Helena is lucky to have such a large locally-owned market as the Real Food Store, organic or not. With few exceptions, it features some of the best of Montana-made foods, from Willy D’s Sweet Hot Mustard to McAlpine Ranch Pork. Real Foods boasts a wall of nearly one hundred different spices in bulk (including several strengths of chili powder and curry), and the best sausage selection I’ve seen anywhere: from chorizo to merguez to bratwurst to hot italian turkey sausage (which we ate last night), their butcher has a way with the spice rack and meat grinder. These cheese selection at Real Foods beats Safeway and Albertson’s. Their deli and hot food bar serves up organic turkey sandwiches and shepard’s pie, as well as pizzas baked on nutty whole wheat crusts.

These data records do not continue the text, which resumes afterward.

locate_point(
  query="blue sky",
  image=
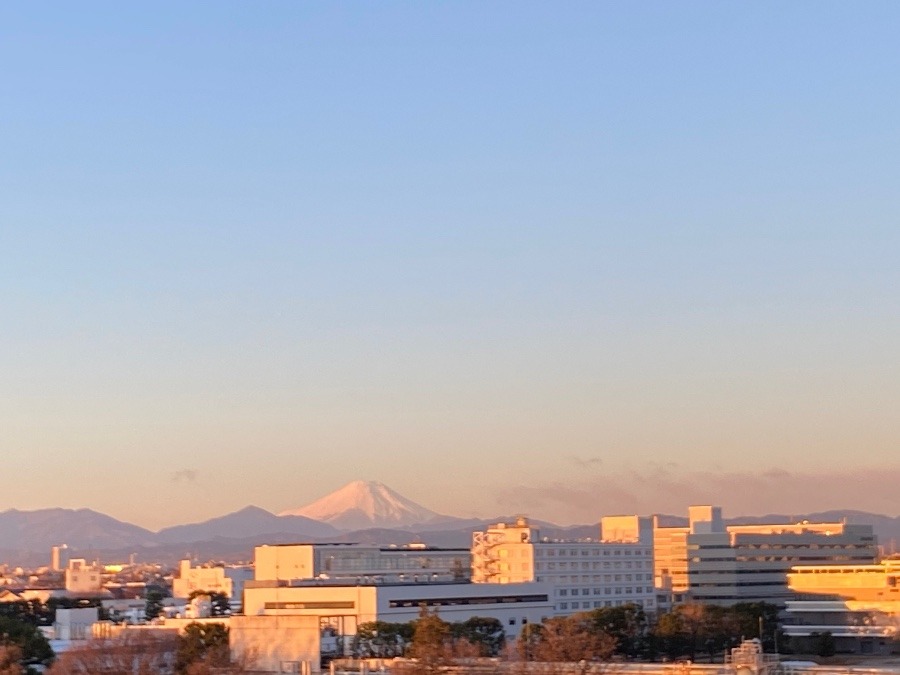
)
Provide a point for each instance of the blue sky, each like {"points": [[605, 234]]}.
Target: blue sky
{"points": [[563, 259]]}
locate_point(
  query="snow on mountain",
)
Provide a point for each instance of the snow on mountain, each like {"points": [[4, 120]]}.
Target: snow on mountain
{"points": [[363, 504]]}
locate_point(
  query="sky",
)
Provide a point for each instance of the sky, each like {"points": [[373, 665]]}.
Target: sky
{"points": [[561, 259]]}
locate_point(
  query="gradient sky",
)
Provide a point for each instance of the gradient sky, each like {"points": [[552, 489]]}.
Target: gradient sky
{"points": [[559, 259]]}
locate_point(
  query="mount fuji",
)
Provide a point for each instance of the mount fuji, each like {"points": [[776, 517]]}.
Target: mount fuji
{"points": [[366, 504]]}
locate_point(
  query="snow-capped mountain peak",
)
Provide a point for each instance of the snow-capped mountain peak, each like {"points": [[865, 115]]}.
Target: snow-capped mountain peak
{"points": [[363, 504]]}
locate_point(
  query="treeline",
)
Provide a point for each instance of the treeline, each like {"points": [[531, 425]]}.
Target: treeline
{"points": [[690, 630]]}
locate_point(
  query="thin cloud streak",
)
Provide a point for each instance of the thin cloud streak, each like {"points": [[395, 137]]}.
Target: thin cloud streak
{"points": [[663, 488], [185, 476]]}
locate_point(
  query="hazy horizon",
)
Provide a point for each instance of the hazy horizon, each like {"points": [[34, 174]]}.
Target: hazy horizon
{"points": [[597, 258]]}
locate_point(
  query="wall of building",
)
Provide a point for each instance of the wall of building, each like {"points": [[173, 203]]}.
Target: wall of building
{"points": [[584, 575], [276, 644]]}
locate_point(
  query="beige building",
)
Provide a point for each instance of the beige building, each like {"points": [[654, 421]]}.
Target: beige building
{"points": [[859, 605], [211, 579], [291, 619], [583, 575], [708, 561], [83, 578], [353, 562]]}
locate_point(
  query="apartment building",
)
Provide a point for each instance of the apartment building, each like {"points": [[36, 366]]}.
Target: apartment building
{"points": [[228, 580], [707, 561], [859, 605], [583, 575], [355, 562]]}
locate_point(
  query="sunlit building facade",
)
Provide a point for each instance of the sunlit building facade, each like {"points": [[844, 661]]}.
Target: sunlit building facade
{"points": [[583, 575], [709, 562], [858, 605]]}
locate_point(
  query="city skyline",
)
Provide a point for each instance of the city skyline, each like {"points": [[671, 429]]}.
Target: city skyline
{"points": [[612, 259]]}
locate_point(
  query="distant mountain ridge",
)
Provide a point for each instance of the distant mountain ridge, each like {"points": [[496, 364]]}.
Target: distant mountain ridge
{"points": [[362, 511], [364, 504]]}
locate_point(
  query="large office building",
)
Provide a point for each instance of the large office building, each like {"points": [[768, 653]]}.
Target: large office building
{"points": [[354, 563], [296, 612], [615, 569], [707, 561], [859, 605]]}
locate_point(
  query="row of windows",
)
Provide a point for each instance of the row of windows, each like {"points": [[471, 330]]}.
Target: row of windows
{"points": [[539, 551], [609, 578], [608, 590], [604, 603], [595, 565], [487, 600]]}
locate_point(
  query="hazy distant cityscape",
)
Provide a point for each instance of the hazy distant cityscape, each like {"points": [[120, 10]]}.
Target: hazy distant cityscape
{"points": [[304, 590], [450, 338]]}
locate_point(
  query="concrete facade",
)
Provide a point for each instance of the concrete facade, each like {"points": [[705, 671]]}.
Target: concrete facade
{"points": [[713, 563], [356, 563], [582, 575], [859, 605]]}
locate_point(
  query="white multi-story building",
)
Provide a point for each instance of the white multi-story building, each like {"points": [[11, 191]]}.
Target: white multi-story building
{"points": [[615, 570], [357, 563], [708, 561], [859, 605], [211, 579], [83, 578], [294, 612]]}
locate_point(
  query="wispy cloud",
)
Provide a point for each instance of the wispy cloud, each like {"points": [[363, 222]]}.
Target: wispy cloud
{"points": [[668, 488], [584, 462], [184, 475]]}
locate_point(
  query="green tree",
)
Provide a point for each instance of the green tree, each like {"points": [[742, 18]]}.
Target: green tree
{"points": [[24, 639], [382, 639], [823, 643], [220, 604], [628, 624], [568, 638], [431, 642], [153, 606], [750, 617], [486, 634], [203, 644]]}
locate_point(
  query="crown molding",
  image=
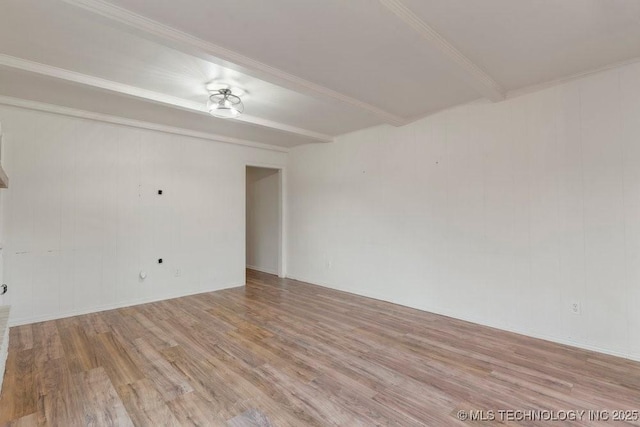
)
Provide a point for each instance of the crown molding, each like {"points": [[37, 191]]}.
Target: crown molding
{"points": [[572, 77], [106, 118], [470, 72], [187, 43], [97, 82]]}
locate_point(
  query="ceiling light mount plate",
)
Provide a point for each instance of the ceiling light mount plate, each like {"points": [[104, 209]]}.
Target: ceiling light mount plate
{"points": [[216, 86], [224, 100]]}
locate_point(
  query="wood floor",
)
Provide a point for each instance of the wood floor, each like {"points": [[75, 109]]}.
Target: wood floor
{"points": [[294, 354]]}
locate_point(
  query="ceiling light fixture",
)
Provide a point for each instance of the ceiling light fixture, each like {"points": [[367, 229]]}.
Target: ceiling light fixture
{"points": [[224, 104]]}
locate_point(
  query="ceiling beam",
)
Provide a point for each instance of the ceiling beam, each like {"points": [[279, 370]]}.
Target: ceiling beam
{"points": [[187, 43], [106, 118], [149, 95], [469, 71]]}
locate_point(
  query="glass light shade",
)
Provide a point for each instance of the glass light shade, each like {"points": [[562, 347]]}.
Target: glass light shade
{"points": [[225, 104]]}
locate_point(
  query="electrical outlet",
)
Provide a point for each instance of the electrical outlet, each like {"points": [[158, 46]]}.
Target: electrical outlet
{"points": [[576, 307]]}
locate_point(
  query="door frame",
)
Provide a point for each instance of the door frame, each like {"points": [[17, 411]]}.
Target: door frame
{"points": [[282, 229]]}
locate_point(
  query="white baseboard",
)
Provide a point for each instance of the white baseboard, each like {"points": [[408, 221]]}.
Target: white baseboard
{"points": [[448, 313], [71, 313], [262, 270]]}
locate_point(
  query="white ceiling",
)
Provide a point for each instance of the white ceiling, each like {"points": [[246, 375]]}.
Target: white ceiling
{"points": [[312, 69]]}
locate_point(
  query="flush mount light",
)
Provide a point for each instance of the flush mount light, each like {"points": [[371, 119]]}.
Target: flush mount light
{"points": [[224, 104]]}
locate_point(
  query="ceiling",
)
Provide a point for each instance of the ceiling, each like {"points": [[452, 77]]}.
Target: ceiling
{"points": [[312, 70]]}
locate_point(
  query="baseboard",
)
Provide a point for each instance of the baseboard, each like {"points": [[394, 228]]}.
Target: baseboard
{"points": [[5, 311], [262, 270], [448, 313], [71, 313]]}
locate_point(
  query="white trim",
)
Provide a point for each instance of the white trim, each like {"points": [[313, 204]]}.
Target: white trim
{"points": [[71, 313], [72, 112], [262, 270], [447, 313], [137, 92], [563, 80], [473, 74], [180, 40]]}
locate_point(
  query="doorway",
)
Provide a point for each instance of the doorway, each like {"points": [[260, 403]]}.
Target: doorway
{"points": [[264, 224]]}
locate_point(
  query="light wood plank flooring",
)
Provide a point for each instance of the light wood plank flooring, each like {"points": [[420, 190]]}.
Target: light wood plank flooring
{"points": [[297, 355]]}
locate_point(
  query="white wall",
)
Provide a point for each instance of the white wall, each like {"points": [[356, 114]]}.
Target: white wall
{"points": [[263, 219], [500, 214], [82, 215]]}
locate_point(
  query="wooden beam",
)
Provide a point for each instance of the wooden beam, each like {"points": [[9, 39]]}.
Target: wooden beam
{"points": [[468, 70]]}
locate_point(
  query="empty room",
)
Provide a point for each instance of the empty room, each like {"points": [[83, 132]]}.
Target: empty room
{"points": [[319, 213]]}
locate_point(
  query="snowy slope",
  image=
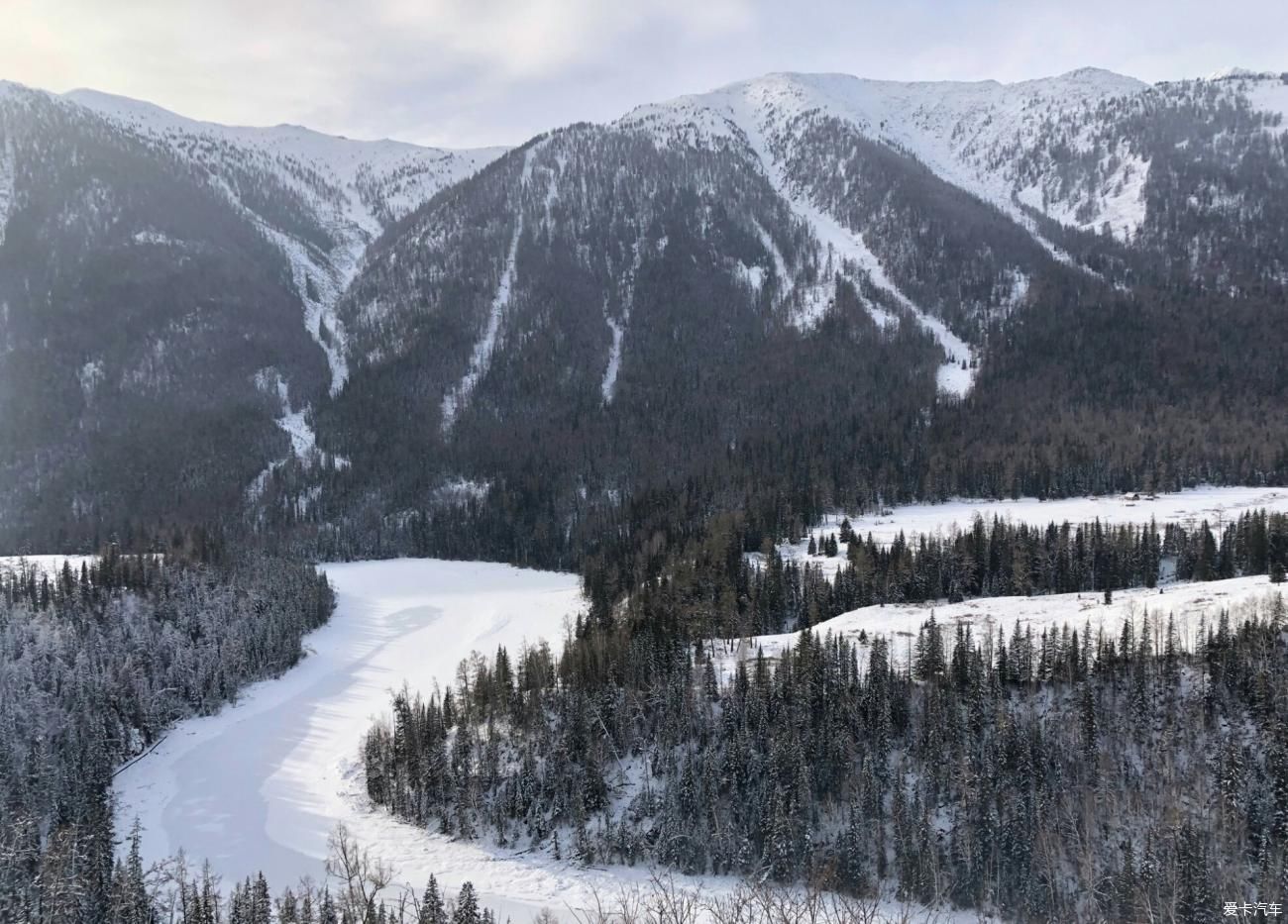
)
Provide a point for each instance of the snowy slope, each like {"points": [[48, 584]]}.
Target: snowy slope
{"points": [[355, 188], [1189, 605], [482, 354], [967, 133], [259, 785]]}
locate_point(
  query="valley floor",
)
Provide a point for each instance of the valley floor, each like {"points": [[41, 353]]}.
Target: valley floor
{"points": [[261, 785]]}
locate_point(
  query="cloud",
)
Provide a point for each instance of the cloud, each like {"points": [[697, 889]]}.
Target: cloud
{"points": [[497, 71]]}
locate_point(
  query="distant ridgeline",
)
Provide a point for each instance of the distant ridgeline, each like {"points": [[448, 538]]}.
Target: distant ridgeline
{"points": [[794, 293], [1004, 772]]}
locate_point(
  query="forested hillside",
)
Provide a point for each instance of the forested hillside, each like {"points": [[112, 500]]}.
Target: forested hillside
{"points": [[98, 665]]}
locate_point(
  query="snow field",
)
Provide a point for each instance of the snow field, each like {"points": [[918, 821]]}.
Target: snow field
{"points": [[1188, 508], [262, 784], [1189, 605]]}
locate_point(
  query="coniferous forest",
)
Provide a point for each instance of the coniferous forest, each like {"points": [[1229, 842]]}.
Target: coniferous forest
{"points": [[649, 353]]}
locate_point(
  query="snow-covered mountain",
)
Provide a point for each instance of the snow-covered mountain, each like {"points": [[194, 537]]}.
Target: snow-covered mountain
{"points": [[977, 136], [352, 188], [686, 277]]}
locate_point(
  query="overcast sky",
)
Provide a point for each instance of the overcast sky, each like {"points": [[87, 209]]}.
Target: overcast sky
{"points": [[469, 72]]}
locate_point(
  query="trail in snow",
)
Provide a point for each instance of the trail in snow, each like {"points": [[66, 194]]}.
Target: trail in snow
{"points": [[7, 184], [482, 354], [850, 248], [614, 360]]}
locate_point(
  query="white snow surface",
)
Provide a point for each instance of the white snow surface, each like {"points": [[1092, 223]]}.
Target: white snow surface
{"points": [[7, 189], [614, 360], [261, 785], [964, 132], [51, 565], [1189, 604], [406, 175], [1270, 94], [756, 111], [1218, 505]]}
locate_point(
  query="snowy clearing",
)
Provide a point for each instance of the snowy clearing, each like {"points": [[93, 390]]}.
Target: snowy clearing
{"points": [[50, 565], [1188, 604], [1186, 508], [482, 354], [261, 785]]}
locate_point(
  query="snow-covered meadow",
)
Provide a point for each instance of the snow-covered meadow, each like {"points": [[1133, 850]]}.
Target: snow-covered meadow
{"points": [[1189, 508]]}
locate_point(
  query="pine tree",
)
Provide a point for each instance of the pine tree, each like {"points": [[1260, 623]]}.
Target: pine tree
{"points": [[467, 906]]}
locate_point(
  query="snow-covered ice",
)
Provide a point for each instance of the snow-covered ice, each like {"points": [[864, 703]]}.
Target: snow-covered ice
{"points": [[482, 354], [7, 188]]}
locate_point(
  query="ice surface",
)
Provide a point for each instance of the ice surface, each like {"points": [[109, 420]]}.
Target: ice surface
{"points": [[261, 785]]}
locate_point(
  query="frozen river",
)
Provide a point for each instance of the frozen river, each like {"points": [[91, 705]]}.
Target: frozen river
{"points": [[261, 785]]}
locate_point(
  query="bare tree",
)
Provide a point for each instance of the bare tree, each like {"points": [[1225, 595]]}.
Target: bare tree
{"points": [[361, 875]]}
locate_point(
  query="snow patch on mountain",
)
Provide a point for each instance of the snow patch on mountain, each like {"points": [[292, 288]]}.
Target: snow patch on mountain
{"points": [[7, 184], [608, 386], [1189, 605], [1270, 94], [353, 188], [482, 356], [967, 133], [850, 248]]}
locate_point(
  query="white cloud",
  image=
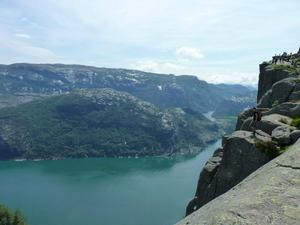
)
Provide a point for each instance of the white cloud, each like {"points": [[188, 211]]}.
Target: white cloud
{"points": [[22, 35], [189, 53], [231, 78], [158, 67]]}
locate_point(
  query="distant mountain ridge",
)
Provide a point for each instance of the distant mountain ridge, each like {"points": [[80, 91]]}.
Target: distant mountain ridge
{"points": [[100, 123], [23, 82]]}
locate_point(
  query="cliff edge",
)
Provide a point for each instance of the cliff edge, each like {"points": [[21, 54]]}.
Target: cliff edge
{"points": [[243, 153], [270, 195]]}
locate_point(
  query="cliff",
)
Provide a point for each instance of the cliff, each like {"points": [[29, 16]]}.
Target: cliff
{"points": [[270, 195], [243, 152]]}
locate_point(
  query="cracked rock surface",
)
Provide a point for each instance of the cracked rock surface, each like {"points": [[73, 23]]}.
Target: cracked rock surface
{"points": [[270, 195]]}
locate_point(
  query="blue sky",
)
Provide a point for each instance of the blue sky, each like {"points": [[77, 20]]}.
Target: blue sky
{"points": [[217, 40]]}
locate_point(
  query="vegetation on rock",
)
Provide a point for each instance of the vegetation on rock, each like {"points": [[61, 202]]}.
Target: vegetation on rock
{"points": [[100, 122]]}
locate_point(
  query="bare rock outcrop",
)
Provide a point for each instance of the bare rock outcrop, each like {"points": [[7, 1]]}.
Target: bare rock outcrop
{"points": [[270, 195], [229, 165]]}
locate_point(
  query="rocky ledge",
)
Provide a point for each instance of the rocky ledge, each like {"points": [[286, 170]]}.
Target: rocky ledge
{"points": [[270, 195]]}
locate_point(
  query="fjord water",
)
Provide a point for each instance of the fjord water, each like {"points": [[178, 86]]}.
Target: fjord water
{"points": [[105, 191]]}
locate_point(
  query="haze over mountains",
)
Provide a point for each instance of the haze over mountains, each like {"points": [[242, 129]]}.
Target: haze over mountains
{"points": [[64, 111]]}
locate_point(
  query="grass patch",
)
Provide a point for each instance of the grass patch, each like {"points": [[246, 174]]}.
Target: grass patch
{"points": [[269, 148]]}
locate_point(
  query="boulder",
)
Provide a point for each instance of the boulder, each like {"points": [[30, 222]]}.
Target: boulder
{"points": [[270, 195], [295, 96], [240, 158], [295, 135], [242, 117], [279, 93], [268, 123], [269, 76], [281, 135], [290, 109]]}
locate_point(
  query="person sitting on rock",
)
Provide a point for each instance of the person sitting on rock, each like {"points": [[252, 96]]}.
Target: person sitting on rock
{"points": [[256, 118]]}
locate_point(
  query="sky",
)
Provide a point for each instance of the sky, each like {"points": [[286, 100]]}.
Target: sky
{"points": [[220, 41]]}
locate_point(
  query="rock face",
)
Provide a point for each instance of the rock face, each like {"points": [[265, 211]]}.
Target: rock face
{"points": [[268, 75], [100, 123], [26, 82], [238, 158], [270, 195], [280, 92], [257, 200]]}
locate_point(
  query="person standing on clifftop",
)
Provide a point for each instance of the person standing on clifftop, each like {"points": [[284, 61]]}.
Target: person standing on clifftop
{"points": [[256, 118]]}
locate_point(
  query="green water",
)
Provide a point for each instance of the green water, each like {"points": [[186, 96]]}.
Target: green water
{"points": [[143, 191]]}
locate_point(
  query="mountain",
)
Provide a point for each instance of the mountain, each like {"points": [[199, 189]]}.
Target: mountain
{"points": [[25, 82], [97, 123], [254, 177]]}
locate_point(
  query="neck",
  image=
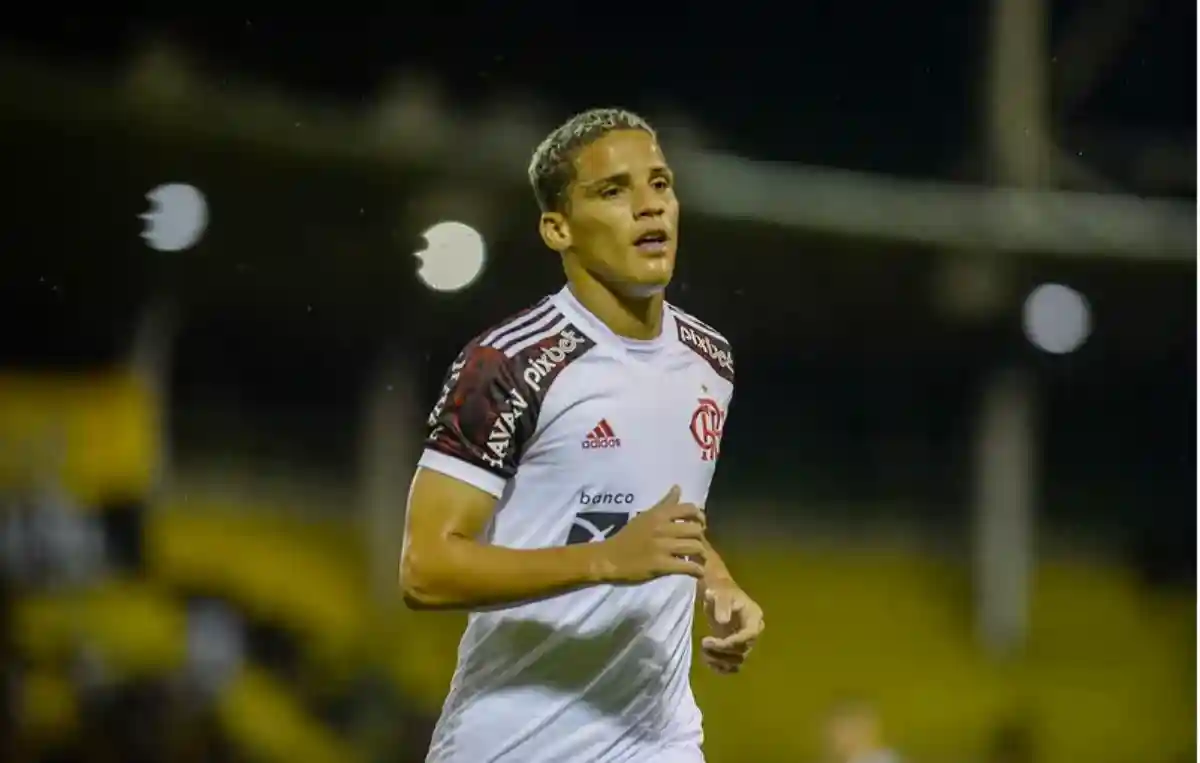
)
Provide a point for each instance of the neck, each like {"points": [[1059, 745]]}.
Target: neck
{"points": [[633, 317]]}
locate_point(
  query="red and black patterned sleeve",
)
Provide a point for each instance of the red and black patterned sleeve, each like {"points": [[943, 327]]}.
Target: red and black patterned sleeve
{"points": [[489, 407], [483, 418]]}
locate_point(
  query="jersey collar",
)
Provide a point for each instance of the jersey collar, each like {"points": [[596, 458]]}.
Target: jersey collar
{"points": [[594, 328]]}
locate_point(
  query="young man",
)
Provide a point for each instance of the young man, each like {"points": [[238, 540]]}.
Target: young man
{"points": [[558, 497]]}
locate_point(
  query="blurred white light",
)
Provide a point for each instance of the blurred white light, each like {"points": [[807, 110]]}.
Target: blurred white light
{"points": [[1057, 318], [177, 217], [453, 258]]}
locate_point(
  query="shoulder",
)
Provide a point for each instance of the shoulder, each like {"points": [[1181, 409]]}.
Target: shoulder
{"points": [[531, 346], [514, 361], [706, 341], [491, 400]]}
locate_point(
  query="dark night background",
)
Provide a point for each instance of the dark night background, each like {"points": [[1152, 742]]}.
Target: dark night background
{"points": [[858, 390]]}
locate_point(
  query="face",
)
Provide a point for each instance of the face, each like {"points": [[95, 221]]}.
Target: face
{"points": [[622, 217]]}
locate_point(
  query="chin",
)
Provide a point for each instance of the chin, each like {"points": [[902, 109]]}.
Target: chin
{"points": [[642, 290]]}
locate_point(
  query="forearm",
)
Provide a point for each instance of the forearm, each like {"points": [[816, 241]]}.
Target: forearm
{"points": [[468, 575], [715, 572]]}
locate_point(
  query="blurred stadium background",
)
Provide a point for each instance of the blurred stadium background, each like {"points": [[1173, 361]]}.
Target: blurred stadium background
{"points": [[963, 499]]}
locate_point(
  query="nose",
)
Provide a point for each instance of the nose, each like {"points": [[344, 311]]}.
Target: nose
{"points": [[648, 203]]}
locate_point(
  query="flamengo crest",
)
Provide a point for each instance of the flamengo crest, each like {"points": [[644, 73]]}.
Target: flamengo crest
{"points": [[707, 424]]}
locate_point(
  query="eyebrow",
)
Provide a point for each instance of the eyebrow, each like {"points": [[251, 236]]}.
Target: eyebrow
{"points": [[625, 179]]}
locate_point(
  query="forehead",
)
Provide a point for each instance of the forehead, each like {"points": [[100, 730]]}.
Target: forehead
{"points": [[618, 152]]}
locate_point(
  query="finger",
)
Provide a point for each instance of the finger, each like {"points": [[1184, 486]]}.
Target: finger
{"points": [[671, 498], [684, 529], [721, 666], [720, 605], [687, 547], [732, 658], [715, 644], [684, 511], [677, 565], [743, 638], [723, 607]]}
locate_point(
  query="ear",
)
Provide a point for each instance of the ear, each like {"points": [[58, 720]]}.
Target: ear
{"points": [[556, 232]]}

And, true to their base constituency, they peddle a couple dozen granolas by bulk.

All that, combined with long business hours and prices that often meet the national chains (and beat them during their regular and widespread sales), proves that a home-grown grocery store like Real Foods can not just keep up with the big boys, but thrive.

Bakery: Wheat Montana

Thursday, May 27th, 2004

Wheat Montana, a vertically integrated seed-to-sandwich grain operation based in Three Forks, is a “Buy Montana” success story. We always stop there on drives between Helena and Bozeman for a sweet roll or sandwich and to top off the gas tank, then drive past the fields that fed us along Highway 287. Their bread selection has something for everyone: Multi-Grain, High Fiber, Low Carb, and even No Wheat.

James Larcombe reports in the Tribune that the proprietors, the Folkvord family, shared some of the secrets of their success in Great Falls recently. One of the secrets is distribution and marketing through mega-corporations:

Wheat Montana is working on a deal that could bring Starbucks products to its retail deli operations. A trial run in a Kalispell operation boosted sales by 40 percent, Folkvord said.

The small Montana company also has found success in working with Wal-Mart, the nation’s largest retailer. In fact, about 40 percent of the company’s bread sales take place in Wal-Mart.

“They actually found us,” Folkvord said. “They are always interested in regional products.”

The Three Forks man traveled to Wal-Mart headquarters in Bentonville, Ark., to make a presentation to corporate officials. The meeting went well, with Wal-Mart simply asking Wheat Montana to price its products as low as possible.

“These guys welcomed us in, without any slotting fees or upfront money,” Folkvord said, noting the Wheat Montana’s allotment of space on Wal-Mart shelves has grown. “They’ve been very easy for us to deal with.”

Wheat Montana also learned the value of lean operations and reducing overhead from Wal-Mart. Controlling costs helped the company weather a significant sales slowdown in 2001, which came after a boom in flour sales apparently driven by Y2K millennium concerns.

I would rather see Wheat Montana partnering with homegrown businesses, selling Montana Maid coffee and distributing bread through the Real Food Store. But love them or hate them, a small business can learn a lot from Starbucks and Wal-Mart. If some of that discipline and know-how helps Wheat Montana grow profits and jobs here, then is a deal with these corporate devils really so bad? We’ll see.